Instrumentos tecnológicos e computadorizados, como o e-mail e até mesmo o aplicativo de conversas WhatsApp são de utilização cada dia mais frequente nos processos judiciais. Todavia, e visando impor certa frenagem, filtro e segurança aos próprios sujeitos de direito, as Cortes de Justiça têm se debruçado sobre a temática, mediante análises de casos concretos nos quais esse tipo de instrumento fora utilizado.
Neste cenário, o Superior Tribunal de Justiça (STJ), mais especificamente sua Terceira Turma, ao julgar o Recurso Especial nº 2.022.423, firmou entendimento unânime no sentido de que, em ações de busca e apreensão, regidas pelo Decreto-Lei 911/1969, a mora do devedor não pode ser comprovada pelo envio de notificação por e-mail.
Ao analisar o caso, a ministra relatora Nancy Andrighi ressaltou que, originalmente, o Decreto-Lei 911/1969 estipulava que a comprovação da mora do devedor deveria ser realizada por meio do envio de uma carta registrada ao cartório ou por meio do protesto do título, de acordo com a escolha do credor.
No entanto, ela observou que, após a modificação dessa norma pela Lei 13.043/2014, passou a ser permitido que tal notificação fosse feita por meio do envio de uma simples carta registrada com aviso de recebimento, sem a necessidade de que a assinatura constante no aviso correspondesse à do próprio destinatário.
Todavia, conforme bem anotado pela Ministra, a expressão “poderá ser comprovada por carta registrada com aviso de recebimento” adotada pelo legislador reformista deve ser interpretada à luz da regra anterior, mais rígida, de modo a denotar a maior flexibilidade e simplicidade incorporadas pela Lei 13.043/2014. No entanto, essa alteração não deve ser aplicada como se abrisse um leque de opções exclusivas para o credor, como, por exemplo, a utilização do correio eletrônico, aplicativos de mensagens ou redes sociais para o envio da notificação.

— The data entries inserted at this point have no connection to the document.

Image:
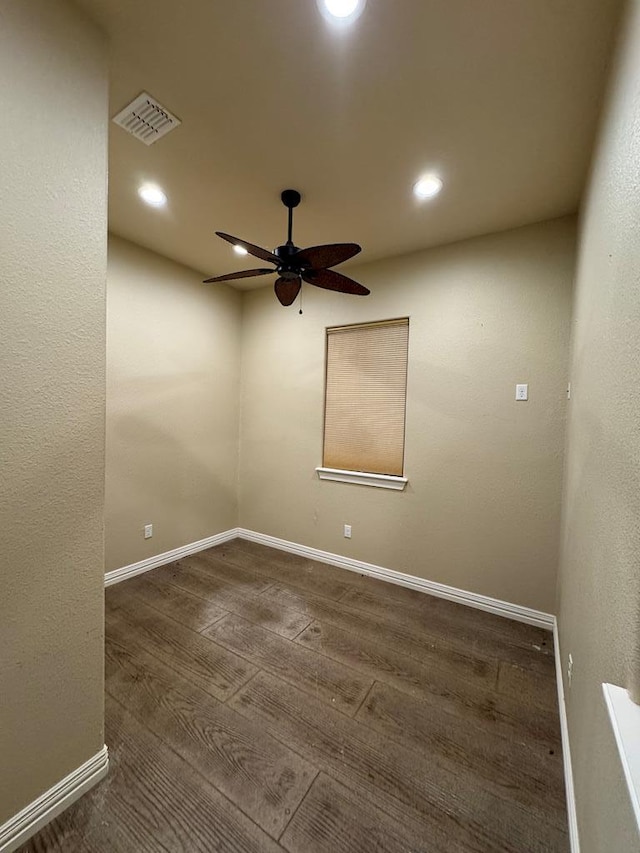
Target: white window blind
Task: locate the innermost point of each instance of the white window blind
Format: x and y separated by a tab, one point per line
366	388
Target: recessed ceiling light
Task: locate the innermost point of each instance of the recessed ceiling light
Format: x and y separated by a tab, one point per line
153	195
427	187
343	11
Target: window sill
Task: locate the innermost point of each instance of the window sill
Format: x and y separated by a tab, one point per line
362	478
625	722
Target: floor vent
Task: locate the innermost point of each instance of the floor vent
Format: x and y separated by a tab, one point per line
146	119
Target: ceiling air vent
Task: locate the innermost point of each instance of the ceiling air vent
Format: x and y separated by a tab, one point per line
146	119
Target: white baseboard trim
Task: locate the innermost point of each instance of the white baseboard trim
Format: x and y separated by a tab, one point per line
46	807
471	599
572	816
134	569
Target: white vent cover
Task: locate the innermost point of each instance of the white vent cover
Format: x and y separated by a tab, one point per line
146	119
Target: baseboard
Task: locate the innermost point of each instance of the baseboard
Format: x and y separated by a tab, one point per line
46	807
134	569
451	593
572	816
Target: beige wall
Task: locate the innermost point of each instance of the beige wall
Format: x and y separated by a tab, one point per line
172	405
53	139
600	576
482	507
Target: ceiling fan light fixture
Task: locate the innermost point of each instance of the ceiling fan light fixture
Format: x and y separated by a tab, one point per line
153	195
428	186
341	11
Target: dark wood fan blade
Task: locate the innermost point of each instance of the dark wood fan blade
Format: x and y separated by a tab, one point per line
323	257
240	274
256	251
287	289
331	280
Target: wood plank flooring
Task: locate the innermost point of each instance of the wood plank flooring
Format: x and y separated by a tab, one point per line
259	701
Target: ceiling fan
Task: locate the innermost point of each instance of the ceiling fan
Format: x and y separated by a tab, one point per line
294	265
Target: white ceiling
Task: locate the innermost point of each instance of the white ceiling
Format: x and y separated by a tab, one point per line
501	97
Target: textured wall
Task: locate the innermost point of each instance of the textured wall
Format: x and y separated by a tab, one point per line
53	139
600	575
173	365
482	507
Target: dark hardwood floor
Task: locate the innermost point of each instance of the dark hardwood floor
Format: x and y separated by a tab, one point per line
258	701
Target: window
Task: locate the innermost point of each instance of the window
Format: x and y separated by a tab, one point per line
365	401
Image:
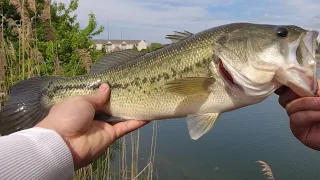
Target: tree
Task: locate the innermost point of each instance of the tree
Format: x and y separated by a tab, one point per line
40	38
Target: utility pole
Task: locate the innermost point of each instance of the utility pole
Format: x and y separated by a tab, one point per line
108	30
121	33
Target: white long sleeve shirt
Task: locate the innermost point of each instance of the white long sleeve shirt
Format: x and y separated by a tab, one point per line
34	154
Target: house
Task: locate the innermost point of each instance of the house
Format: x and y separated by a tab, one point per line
115	45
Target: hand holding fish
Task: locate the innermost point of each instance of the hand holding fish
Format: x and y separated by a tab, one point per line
87	139
304	116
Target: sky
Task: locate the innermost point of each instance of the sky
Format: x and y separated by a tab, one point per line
151	20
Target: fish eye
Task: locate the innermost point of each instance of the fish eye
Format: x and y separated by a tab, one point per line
281	32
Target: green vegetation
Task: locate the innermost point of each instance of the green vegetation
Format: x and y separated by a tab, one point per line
40	38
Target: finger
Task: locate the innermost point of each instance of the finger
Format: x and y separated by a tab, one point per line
287	96
107	128
125	127
305	118
280	90
303	104
100	97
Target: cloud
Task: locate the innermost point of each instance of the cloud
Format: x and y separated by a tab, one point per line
152	20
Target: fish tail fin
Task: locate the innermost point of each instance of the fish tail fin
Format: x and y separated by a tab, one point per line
25	107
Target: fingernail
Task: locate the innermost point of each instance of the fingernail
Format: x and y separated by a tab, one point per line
103	87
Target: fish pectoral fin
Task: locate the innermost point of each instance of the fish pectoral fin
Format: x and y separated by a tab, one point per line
189	86
200	124
101	116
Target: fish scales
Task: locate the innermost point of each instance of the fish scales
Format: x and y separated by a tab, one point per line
198	76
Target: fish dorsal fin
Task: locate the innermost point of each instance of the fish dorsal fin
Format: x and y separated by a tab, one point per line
115	59
189	85
200	124
179	36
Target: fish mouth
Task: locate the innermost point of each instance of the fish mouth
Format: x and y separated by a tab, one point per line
240	83
299	71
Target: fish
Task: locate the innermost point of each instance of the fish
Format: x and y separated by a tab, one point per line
198	76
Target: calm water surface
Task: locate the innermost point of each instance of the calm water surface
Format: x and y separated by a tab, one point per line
229	151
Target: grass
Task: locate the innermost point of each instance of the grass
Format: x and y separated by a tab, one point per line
19	63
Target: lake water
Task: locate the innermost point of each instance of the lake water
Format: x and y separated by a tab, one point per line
229	151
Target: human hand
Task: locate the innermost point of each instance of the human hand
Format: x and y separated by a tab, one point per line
304	114
87	139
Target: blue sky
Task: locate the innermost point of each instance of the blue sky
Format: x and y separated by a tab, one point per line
153	19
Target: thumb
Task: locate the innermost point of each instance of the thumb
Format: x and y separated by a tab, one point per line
100	97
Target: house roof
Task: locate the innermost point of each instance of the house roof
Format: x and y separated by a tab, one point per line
104	41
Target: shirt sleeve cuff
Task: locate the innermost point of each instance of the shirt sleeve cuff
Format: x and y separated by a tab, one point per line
45	154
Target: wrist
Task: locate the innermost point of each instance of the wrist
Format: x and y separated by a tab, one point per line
68	141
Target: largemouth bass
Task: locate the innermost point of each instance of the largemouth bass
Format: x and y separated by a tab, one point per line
198	76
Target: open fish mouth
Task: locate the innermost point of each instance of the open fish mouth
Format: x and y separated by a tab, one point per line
299	72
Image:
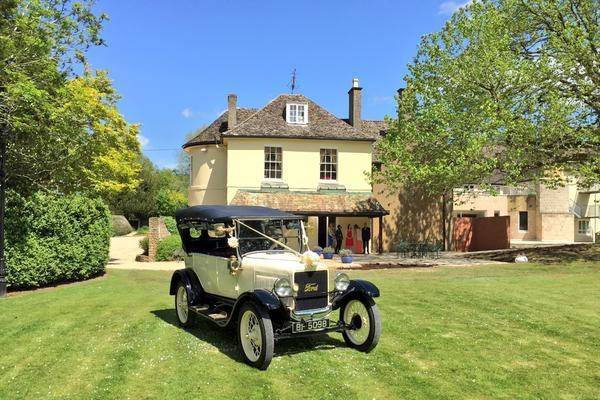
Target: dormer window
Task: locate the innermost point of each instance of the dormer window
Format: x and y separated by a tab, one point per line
296	113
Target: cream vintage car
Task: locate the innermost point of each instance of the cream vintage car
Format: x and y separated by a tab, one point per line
249	267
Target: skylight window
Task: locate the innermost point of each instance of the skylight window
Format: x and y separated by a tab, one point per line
297	113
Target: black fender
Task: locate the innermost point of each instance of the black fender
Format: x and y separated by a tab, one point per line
356	288
261	297
191	282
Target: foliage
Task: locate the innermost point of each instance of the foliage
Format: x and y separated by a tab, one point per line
171	224
505	92
328	250
168	201
499	331
144	244
55	239
345	253
120	225
169	249
64	131
160	192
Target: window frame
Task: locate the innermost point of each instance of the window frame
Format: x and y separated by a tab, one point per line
336	164
526	213
280	162
587	231
288	113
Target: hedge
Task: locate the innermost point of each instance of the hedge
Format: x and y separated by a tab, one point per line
169	249
53	239
120	225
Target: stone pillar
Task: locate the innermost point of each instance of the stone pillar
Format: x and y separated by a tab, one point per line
157	231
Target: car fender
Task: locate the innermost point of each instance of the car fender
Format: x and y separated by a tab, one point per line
191	282
356	288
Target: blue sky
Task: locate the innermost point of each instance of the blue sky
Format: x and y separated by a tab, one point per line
174	62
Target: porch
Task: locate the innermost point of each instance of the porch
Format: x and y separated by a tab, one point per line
351	211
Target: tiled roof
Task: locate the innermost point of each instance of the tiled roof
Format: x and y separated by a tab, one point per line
270	121
313	203
212	133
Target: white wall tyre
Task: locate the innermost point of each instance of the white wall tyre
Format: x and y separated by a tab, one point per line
364	316
185	316
255	336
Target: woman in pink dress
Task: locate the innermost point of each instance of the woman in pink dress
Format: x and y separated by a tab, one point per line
349	238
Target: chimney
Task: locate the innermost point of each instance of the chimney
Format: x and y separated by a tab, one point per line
231	111
354	105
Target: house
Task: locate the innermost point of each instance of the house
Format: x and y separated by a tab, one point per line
537	213
293	155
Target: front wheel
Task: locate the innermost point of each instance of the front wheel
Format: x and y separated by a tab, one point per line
363	317
255	336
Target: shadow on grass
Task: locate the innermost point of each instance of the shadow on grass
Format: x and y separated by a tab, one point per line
224	339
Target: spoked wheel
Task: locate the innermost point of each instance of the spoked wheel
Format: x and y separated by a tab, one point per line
364	318
255	335
185	317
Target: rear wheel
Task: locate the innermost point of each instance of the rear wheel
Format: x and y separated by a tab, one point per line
185	317
363	316
255	336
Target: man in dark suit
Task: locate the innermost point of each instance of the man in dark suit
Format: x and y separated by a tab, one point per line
366	237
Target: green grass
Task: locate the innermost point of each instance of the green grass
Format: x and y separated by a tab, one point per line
482	332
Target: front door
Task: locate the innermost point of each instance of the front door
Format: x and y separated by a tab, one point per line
322	232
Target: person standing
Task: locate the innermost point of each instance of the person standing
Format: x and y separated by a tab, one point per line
349	238
339	239
366	237
330	236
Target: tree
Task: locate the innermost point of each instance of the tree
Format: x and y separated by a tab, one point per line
160	192
63	130
506	91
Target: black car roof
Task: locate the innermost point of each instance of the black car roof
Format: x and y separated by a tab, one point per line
227	213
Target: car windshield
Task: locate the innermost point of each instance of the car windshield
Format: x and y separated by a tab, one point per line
287	232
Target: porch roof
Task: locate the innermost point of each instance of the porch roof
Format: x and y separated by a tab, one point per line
313	203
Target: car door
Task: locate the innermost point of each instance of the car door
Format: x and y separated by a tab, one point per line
204	266
228	283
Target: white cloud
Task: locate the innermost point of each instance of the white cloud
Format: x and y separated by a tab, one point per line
187	113
143	140
449	7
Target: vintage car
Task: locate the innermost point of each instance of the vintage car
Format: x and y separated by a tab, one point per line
249	268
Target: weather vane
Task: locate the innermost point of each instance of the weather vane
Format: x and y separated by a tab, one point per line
292	83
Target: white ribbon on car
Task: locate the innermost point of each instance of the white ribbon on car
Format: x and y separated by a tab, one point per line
309	257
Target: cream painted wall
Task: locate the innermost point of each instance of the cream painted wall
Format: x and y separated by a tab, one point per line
245	163
208	175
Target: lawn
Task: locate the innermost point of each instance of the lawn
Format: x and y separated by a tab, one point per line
516	331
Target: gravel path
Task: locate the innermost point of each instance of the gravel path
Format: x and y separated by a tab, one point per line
124	249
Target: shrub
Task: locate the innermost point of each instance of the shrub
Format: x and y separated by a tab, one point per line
144	244
120	225
170	224
53	239
345	253
328	250
169	249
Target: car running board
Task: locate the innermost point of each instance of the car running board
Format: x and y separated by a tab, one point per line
214	314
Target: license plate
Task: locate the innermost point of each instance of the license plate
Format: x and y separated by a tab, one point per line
306	326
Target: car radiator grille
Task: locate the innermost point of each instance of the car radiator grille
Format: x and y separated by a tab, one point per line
312	290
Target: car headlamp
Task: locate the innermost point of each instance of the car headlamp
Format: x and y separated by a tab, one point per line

Além disso, importante salientar que o fato de a legislação atual não proceder com a disciplina da matéria, o envio de notificação extrajudicial com a finalidade de constituição em mora por intermédio exclusivo de correio eletrônico possui um vício capaz de invalidá-la.
Sob tais perspectivas, pode-se afirmar que restou acertada a decisão da corte superior ao negar provimento ao recurso especial manejado pela instituição financeira contra decisão do Tribunal de Justiça do Rio Grande do Sul (TJRS), rejeitando-se a tese de comprovação da mora após o envio da notificação extrajudicial por e-mail, uma vez que a utilização pura e simples do correio eletrônico para envio da notificação extrajudicial não comprova que esta atingiu a sua finalidade, pois a obtenção de uma confirmação incontestável quanto ao recebimento exigiria a análise de diversos fatores, tais como a existência de um endereço de e-mail do devedor fiduciante, a efetiva utilização da mencionada ferramenta por parte deste, bem como a estabilidade e segurança do sistema de correio eletrônico.